I can see some compromise being worthwhile to support the transition. Perhaps a reduction of the net metering pricing requirement. 80% of peak pricing, perhaps, or something similar. Most homeowners are getting their systems paid off in less than 3 years these days, and end up making money for the next 22 years of the system. It might be time for home solar to be a bit magnanimous in victory.  But human nature being what it is, I doubt that either side will budge, and it will all end up in the courts and being fought out in our incredibly disfunctional legislatures across the country. (Well, mostly disfunctional in the red and purple states.  Only half disfunctional in the blue.)

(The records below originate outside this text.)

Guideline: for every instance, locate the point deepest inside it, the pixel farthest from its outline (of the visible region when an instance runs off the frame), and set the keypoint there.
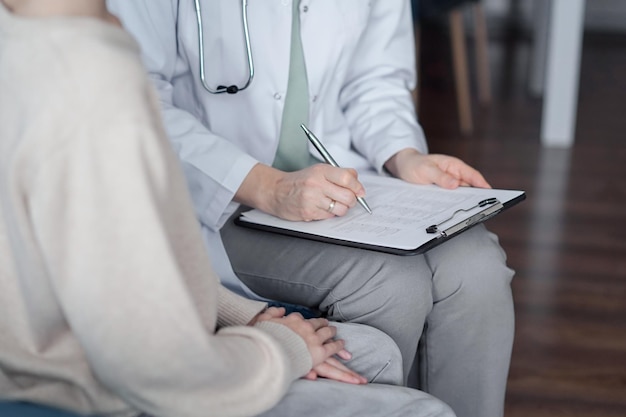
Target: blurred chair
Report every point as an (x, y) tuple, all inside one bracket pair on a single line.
[(453, 10), (24, 409)]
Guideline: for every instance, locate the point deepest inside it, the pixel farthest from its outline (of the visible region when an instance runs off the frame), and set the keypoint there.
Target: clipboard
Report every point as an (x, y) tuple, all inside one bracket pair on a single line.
[(407, 219)]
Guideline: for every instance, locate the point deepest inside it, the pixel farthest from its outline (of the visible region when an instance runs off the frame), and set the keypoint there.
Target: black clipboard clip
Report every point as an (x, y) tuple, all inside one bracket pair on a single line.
[(493, 207)]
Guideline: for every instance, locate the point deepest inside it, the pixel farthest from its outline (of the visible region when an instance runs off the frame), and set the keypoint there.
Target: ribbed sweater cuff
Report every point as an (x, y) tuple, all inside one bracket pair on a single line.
[(293, 344), (235, 310)]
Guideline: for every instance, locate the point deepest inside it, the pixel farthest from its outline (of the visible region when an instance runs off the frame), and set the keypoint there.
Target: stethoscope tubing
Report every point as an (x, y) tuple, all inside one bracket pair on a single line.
[(232, 89)]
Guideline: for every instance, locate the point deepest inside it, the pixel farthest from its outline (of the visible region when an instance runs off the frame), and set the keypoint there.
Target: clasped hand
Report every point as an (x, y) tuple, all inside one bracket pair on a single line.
[(319, 337)]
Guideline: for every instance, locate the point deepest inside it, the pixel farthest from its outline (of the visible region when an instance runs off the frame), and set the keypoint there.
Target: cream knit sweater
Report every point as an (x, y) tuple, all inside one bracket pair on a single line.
[(108, 303)]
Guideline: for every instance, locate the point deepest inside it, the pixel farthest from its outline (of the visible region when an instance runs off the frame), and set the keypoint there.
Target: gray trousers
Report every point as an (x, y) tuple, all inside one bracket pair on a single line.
[(375, 356), (456, 298)]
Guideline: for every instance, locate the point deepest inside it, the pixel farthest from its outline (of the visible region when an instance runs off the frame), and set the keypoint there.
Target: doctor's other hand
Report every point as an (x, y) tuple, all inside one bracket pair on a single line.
[(314, 193), (443, 170)]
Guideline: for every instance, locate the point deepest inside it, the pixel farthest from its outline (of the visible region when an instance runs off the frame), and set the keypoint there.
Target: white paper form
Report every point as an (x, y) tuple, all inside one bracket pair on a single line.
[(401, 212)]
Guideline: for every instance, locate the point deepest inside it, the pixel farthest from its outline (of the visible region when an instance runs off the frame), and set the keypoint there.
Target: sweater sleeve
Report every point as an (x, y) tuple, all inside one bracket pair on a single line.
[(114, 224), (236, 310)]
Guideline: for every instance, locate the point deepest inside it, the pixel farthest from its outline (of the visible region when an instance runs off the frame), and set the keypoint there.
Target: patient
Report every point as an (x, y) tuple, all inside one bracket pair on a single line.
[(108, 303)]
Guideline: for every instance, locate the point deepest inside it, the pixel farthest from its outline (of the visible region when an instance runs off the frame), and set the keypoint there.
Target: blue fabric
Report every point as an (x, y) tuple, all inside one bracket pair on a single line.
[(292, 308), (22, 409)]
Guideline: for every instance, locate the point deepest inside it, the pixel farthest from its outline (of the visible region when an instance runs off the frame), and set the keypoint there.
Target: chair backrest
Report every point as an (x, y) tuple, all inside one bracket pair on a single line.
[(435, 8)]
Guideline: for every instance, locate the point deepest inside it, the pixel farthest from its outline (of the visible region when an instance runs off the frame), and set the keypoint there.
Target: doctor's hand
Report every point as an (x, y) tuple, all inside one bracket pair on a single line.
[(314, 193), (443, 170)]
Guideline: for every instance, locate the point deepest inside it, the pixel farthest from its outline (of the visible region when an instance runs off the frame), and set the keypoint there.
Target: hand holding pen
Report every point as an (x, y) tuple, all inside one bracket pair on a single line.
[(331, 161)]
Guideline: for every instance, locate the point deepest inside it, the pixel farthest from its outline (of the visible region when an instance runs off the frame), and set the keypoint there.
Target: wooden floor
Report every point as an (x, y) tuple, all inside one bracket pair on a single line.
[(567, 241)]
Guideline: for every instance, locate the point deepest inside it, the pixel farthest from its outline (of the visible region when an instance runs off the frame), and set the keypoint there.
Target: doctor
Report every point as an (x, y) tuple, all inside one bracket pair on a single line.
[(346, 70)]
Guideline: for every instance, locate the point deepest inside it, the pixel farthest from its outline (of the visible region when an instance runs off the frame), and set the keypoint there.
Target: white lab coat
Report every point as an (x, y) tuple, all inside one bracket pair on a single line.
[(360, 66)]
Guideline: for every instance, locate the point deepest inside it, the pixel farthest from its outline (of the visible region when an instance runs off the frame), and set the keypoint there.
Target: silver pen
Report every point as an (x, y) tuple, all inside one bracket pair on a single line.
[(330, 160)]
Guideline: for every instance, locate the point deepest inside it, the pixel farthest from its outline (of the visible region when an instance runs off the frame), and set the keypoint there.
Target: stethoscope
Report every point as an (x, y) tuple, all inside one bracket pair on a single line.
[(231, 89)]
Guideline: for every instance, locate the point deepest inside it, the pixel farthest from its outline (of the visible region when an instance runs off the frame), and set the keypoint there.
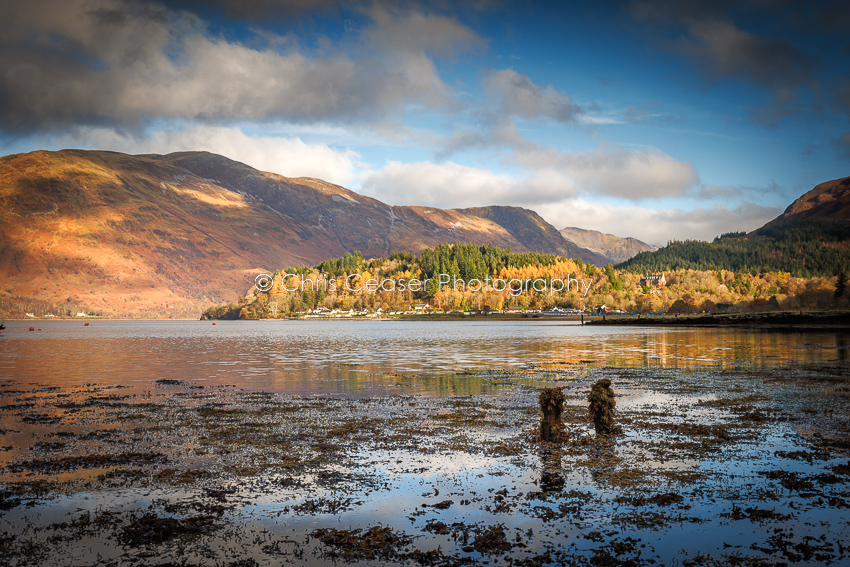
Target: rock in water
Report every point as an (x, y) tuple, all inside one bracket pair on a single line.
[(601, 408)]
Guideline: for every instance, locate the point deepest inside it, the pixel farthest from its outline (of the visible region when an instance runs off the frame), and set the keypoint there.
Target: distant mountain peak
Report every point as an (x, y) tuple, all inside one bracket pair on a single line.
[(829, 200), (167, 235), (615, 249)]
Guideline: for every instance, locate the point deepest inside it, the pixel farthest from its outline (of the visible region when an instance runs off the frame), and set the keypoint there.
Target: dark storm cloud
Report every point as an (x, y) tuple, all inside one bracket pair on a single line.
[(783, 47), (121, 63)]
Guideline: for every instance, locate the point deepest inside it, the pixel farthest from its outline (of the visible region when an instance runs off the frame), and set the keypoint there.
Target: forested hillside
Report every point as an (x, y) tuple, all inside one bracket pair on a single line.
[(466, 277), (806, 248)]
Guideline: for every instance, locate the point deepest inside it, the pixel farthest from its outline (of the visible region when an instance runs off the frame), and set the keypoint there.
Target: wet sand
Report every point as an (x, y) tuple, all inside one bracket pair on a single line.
[(709, 467)]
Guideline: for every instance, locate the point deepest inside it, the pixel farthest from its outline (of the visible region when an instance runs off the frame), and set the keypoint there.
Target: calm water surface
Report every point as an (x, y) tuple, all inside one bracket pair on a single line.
[(368, 357)]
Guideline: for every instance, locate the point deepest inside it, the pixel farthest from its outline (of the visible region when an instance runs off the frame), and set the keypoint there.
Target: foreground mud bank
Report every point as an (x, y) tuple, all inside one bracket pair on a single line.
[(711, 467)]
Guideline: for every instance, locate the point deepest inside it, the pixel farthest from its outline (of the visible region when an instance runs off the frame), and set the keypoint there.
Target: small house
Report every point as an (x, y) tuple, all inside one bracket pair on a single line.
[(653, 280)]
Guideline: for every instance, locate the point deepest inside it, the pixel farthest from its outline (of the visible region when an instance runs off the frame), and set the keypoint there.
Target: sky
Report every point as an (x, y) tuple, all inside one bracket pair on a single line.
[(657, 119)]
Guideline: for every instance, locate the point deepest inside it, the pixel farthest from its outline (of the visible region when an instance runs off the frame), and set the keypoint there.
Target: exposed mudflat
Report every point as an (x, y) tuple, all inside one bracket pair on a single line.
[(709, 467)]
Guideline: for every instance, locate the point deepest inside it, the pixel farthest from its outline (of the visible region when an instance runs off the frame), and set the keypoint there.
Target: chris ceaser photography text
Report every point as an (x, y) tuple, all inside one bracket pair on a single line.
[(355, 283)]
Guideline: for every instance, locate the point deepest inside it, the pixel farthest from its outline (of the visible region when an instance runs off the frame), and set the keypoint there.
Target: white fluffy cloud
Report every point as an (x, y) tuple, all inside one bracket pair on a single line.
[(614, 171), (557, 199), (449, 185)]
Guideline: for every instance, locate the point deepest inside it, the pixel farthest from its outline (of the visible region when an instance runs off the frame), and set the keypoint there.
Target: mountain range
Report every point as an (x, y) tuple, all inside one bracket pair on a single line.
[(616, 249), (168, 235), (811, 238)]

*Full disclosure, I currently own some stock in NEE (NextEra Energy). I've wanted to invest in renewable energy companies for as long as I've wanted to install a home solar system, and I finally managed to have a bit to do that this past year. I won't apologize for buying into a company that is actually making money with a significant renewable energy portfoilio. I see FPL as one of the few American companies that seems to be playing the smart game when it comes to new technologies. Use what you know, but find the compatitive markets in the new tech and get in early. But don't listen to me for investment advice.  I'm not a professional and listening to me about where to put your money would be idiotic.